Flucht in den Frühling

 

Der strenge Januar-Frost in bayerischen Gefilden macht mir Lust auf einen Ausflug ins Warme. Der Funchal-Marathon auf Madeira wäre beispielsweise eine gute Gelegenheit, eine Woche Urlaub mit einem Marathon zu verbinden. Und wie das Leben so spielt, bekommen wir ein sehr verlockendes Last-Minute-Angebot. Als beste Reisezeit für Madeira werden meist die Monate von März bis Oktober genannt, wenn zuverlässig die Sonne scheint. Aber auch im tiefsten „Winter“ bewegen sich dort die Temperaturen noch zwischen 15 und über 20 Grad. Lediglich häufigere Regenschauer sind möglich. Nicht umsonst wird die Insel auch Blumeninsel oder „Insel des ewigen Frühlings“ genannt.

Madeira, eine aus vier Inseln bestehende autonome Region Portugals, liegt vor der Nordwestküste Afrikas und hat 2023 ein Tourismus-Rekordjahr hingelegt, was weniger den Fans von Strandurlauben, sondern eher den Natur- und Wanderfreunden zu verdanken ist. Die Hauptinsel Madeira ist vulkanischen Ursprungs mit einer grünen, zerklüfteten Landschaft und hohen Steilfelsen. Das subtropische Klima schafft perfekte Wachstumsbedingungen für über 2500 verschiedene Pflanzenarten.

Es gibt über 140 Tunnel auf der kleinen Insel, welche die kurvigen Straßen durch die zerklüfteten Täler abschneiden. Von den ca. 160 Kilometern Inselumrundungsstraße liegen gefühlt die Hälfte im Tunnel. Dadurch werden kleine Weiler mit wenigen hundert Einwohnern bequem an die Hauptstadt angebunden.

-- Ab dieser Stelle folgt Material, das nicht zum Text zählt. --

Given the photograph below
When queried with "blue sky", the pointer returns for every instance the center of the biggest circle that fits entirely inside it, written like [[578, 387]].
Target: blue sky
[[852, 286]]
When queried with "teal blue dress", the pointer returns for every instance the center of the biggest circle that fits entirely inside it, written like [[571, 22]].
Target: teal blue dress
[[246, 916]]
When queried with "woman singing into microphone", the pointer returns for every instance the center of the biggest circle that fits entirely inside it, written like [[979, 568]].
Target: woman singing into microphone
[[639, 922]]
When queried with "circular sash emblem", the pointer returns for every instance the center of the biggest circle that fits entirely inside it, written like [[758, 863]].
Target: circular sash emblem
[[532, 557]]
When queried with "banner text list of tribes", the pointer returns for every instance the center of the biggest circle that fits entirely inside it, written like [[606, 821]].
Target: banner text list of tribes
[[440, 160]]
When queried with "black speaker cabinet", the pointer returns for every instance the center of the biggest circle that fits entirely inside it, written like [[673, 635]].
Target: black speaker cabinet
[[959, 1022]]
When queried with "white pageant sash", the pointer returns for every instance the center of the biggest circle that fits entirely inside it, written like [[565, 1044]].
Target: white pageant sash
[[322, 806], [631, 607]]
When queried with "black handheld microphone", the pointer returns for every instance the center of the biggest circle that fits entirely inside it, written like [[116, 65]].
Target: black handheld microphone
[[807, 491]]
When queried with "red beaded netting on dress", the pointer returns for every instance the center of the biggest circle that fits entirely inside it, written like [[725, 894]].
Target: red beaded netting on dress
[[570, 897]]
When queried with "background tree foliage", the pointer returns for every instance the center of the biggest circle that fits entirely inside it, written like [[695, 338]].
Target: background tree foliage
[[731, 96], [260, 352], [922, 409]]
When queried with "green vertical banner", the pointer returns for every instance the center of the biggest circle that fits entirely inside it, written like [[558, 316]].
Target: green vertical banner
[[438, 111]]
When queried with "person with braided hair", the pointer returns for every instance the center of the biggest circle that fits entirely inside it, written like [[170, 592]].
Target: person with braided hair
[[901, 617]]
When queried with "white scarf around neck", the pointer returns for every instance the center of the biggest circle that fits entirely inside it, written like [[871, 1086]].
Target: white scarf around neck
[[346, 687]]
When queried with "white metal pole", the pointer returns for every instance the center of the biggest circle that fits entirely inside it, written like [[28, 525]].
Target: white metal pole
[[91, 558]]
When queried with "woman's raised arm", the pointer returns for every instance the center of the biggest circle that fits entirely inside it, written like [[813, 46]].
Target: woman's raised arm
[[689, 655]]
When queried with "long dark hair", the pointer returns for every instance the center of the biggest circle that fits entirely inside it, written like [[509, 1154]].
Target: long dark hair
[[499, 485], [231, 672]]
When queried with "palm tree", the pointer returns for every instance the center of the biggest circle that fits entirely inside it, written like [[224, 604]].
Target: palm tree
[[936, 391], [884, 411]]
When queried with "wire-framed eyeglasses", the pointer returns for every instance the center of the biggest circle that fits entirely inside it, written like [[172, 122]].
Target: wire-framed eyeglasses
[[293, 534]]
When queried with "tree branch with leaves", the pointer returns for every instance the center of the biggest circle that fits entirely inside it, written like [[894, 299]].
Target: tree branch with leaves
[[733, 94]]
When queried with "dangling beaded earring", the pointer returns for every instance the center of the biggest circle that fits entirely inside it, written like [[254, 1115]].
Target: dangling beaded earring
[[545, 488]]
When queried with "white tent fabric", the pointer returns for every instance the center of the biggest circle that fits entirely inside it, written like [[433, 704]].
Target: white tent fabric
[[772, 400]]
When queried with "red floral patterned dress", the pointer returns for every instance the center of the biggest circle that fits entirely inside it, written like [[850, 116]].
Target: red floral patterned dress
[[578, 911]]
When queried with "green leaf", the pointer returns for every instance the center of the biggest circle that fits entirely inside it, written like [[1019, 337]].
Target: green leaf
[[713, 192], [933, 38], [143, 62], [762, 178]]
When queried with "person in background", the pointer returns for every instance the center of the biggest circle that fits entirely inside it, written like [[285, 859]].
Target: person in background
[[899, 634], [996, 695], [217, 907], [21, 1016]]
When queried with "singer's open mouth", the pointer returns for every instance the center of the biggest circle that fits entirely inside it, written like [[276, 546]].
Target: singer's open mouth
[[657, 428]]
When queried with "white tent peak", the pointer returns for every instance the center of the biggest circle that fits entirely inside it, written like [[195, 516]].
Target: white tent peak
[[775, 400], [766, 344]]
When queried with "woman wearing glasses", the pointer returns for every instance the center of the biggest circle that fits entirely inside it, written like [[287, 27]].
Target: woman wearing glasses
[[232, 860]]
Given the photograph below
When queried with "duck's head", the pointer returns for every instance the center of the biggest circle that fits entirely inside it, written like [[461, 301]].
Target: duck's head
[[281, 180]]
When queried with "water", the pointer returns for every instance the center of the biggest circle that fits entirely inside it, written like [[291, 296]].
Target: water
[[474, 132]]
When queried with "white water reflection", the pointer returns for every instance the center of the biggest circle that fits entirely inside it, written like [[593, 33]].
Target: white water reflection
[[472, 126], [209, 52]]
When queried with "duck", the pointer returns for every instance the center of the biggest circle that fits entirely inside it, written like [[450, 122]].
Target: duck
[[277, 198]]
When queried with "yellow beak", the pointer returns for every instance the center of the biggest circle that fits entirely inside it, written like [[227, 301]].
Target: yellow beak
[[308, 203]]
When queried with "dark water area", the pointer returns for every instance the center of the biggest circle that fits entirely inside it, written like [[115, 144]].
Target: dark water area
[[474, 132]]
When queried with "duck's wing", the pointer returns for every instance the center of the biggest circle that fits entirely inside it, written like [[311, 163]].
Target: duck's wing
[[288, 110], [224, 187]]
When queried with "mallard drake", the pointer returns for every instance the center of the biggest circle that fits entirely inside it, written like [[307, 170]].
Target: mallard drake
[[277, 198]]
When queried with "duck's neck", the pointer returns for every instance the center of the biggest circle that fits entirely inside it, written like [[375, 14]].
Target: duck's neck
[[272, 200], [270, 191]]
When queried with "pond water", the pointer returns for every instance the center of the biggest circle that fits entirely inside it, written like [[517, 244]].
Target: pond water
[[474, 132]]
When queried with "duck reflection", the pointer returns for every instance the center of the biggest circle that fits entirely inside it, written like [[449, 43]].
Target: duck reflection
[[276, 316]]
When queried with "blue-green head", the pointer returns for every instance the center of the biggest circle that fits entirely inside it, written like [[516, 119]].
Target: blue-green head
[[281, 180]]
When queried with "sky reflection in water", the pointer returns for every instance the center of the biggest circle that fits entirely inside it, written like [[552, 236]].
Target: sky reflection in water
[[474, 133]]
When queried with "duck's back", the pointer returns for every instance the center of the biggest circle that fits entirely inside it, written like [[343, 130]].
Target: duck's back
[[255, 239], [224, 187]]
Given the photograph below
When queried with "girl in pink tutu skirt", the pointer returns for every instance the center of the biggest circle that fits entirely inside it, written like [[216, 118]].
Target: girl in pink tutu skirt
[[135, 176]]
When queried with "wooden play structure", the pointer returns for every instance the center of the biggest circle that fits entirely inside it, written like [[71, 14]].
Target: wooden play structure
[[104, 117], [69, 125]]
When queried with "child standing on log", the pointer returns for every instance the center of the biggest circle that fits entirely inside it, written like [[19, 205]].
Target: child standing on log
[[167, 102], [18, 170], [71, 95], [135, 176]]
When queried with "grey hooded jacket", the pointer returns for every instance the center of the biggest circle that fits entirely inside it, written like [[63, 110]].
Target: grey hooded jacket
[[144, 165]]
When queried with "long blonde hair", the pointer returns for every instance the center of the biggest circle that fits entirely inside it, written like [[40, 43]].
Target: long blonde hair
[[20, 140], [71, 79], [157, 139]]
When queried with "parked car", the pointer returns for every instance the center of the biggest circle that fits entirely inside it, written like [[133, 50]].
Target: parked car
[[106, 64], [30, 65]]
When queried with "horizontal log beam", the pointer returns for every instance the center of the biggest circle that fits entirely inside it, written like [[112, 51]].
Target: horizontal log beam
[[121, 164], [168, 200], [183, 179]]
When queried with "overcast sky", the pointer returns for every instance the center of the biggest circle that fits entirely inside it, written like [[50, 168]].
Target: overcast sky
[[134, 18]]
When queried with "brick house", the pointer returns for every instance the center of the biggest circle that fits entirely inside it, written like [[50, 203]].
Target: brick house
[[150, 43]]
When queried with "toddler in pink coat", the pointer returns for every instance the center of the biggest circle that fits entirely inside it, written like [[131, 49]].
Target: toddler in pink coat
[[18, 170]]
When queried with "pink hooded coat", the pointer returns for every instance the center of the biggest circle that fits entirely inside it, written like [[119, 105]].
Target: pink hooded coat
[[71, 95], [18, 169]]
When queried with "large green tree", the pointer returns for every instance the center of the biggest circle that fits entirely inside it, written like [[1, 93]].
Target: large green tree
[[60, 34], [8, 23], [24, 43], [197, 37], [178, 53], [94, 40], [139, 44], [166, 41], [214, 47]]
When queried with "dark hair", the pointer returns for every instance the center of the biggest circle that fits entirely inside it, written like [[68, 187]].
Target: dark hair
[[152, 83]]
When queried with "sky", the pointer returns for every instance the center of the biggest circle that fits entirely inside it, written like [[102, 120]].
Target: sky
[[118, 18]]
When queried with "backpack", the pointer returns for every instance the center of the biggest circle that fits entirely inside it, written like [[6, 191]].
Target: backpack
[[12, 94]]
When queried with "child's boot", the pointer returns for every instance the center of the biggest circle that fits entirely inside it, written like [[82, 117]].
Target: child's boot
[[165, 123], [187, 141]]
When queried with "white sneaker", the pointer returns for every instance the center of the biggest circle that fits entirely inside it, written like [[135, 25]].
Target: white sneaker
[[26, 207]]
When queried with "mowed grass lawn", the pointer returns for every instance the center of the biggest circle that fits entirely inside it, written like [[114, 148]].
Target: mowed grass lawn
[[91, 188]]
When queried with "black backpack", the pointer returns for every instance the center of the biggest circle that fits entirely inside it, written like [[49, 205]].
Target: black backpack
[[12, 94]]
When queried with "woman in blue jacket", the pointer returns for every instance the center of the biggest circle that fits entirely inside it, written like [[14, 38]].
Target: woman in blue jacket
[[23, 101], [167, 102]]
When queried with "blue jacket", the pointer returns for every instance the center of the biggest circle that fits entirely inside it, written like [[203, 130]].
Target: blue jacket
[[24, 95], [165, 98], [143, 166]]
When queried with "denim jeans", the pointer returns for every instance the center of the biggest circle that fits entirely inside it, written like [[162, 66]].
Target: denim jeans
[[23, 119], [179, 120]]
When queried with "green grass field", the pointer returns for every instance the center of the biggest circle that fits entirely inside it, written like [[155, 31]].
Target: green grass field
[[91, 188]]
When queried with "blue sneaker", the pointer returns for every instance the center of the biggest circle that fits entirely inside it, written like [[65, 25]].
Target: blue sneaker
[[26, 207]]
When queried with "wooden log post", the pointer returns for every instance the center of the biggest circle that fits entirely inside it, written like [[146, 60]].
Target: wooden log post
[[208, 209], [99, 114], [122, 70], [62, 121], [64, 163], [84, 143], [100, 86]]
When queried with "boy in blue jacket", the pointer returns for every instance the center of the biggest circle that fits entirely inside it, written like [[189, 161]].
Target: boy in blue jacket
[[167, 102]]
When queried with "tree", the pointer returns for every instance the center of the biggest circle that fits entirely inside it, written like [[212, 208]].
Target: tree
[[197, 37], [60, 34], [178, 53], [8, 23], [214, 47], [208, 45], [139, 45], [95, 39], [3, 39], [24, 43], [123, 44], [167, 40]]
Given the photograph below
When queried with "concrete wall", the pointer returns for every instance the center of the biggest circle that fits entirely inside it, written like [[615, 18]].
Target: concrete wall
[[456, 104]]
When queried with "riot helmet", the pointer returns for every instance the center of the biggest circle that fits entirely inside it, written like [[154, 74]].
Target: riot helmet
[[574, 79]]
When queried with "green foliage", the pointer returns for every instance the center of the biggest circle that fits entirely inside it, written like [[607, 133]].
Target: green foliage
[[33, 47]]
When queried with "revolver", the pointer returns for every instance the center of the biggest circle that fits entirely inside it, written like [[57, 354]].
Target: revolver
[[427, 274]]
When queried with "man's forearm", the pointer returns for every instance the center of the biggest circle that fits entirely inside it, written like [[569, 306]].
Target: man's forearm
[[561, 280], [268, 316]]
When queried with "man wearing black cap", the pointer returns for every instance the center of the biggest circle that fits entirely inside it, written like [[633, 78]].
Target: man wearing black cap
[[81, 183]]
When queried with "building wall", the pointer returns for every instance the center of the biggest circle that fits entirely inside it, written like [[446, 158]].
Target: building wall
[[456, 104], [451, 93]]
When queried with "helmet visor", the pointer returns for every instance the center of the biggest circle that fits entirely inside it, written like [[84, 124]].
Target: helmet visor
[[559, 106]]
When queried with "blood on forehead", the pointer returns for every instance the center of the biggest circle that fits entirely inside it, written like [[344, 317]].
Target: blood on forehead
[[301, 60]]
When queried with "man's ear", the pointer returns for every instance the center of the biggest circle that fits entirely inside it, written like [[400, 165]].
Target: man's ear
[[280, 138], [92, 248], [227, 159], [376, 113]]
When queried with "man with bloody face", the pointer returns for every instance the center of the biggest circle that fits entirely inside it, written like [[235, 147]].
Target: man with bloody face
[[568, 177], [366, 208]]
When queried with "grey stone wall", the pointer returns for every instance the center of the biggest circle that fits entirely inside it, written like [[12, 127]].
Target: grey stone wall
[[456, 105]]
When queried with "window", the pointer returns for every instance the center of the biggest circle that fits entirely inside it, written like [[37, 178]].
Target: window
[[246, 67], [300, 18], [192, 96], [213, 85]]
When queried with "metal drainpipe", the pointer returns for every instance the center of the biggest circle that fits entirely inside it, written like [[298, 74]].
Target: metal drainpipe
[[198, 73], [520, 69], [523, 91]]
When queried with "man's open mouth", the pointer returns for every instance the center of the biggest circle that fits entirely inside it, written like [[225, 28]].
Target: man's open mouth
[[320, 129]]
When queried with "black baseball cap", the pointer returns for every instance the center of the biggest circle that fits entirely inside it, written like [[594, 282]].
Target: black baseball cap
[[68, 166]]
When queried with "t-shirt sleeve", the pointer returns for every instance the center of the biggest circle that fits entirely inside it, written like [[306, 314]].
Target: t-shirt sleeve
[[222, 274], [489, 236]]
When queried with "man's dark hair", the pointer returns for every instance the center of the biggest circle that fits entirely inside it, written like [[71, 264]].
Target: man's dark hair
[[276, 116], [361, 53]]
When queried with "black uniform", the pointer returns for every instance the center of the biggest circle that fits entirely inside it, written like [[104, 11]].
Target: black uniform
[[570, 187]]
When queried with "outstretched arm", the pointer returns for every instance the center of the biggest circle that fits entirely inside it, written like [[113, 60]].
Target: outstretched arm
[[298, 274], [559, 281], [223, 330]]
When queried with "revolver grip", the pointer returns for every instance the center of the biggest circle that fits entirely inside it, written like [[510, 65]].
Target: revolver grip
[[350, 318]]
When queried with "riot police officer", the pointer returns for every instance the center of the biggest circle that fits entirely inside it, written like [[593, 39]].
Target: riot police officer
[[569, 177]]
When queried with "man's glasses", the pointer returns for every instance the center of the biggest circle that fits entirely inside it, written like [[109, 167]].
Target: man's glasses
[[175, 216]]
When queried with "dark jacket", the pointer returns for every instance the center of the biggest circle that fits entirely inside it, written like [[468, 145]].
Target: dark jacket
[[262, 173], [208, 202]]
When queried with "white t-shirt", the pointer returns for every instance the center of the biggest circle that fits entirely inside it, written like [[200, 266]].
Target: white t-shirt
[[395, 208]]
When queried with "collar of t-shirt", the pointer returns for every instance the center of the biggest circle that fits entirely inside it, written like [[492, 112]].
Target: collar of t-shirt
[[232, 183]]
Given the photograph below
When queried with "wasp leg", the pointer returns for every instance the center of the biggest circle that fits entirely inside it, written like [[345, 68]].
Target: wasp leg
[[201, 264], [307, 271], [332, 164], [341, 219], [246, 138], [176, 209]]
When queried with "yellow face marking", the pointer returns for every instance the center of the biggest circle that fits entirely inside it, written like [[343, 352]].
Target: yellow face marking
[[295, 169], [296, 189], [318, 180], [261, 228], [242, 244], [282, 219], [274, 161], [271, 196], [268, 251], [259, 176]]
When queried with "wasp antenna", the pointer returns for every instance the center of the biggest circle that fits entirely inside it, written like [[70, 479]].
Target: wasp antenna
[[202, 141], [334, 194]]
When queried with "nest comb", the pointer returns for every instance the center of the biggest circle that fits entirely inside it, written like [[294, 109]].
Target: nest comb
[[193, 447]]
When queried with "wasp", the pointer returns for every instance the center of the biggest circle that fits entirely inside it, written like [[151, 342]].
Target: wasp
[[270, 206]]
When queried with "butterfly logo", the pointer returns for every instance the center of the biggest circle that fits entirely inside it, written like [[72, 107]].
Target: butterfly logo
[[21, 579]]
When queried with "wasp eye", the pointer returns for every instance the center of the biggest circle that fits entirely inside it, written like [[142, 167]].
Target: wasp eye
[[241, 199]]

In unserem großen, komfortablen Hotel sind vor allem britische Rentner gemäß dem Angebot „drei Wochen zahlen, vier Wochen Urlaub“ abgestiegen sowie einige polnische Familien, die eine Schulferienwoche hier verbringen. Die deutschen Touristen haben sich offenbar andere Unterkünfte ausgesucht oder nutzen nur den Landgang von einem der zahlreichen Kreuzfahrtschiffe für einen kurzen Inselbesuch, sodass ich mich über die Urlaubsatmosphäre in einer anderen Kultur freue.

Nach einem idyllischen Trainingslauf in den schon vom britischen Premier Winston Churchill sehr geschätzten Fischerort Câmara de Lobos - samt Fußgängertunnel an der Steilküste - machen Judith und ich uns am Freitag auf zur Startnummernausgabe im Rathaus von Funchal. Die Inselhauptstadt liegt in einem Tal in Form eines Amphitheaters an den steilen Hängen der Küste. 112.000 Einwohner leben hier, ihr heute wohl bekanntester „Sohn“ ist der Fußballer Cristiano Ronaldo, nach dem auch der Flughafen benannt wurde. Die Besiedelung durch die Portugiesen fand ab 1420 statt, bekannt war die Inselgruppe aber schon in klassischer Zeit, wie man Berichten von Plinius dem Älteren und Plutarch entnehmen kann. Wir entscheiden uns, zum Botanischen Garten zu gehen, erkennen aber schnell, dass wir 300 Höhenmeter nach oben müssen. Eine anstrengende Sache, da viele Straßen auf direktem Weg bergauf verlaufen, sodass man oft auf über 20 Prozent Steigung kommt.

In einem kleinen Innenhof des Rathauses bekommt man seine Startnummer, einen Taschenaufkleber, eine Papiertüte mit einem kleinen Fläschchen Madeirawein und dem inseltypischen Honigkuchen „bolo de mel“. Auch ein Gutschein für die Pasta-Party am Samstagnachmittag ist vorhanden. Und nicht zuletzt ein Veranstaltungslaufhemd in unterschiedlichem Design für Marathonis, Halbmarathonis und 8 km Laufende.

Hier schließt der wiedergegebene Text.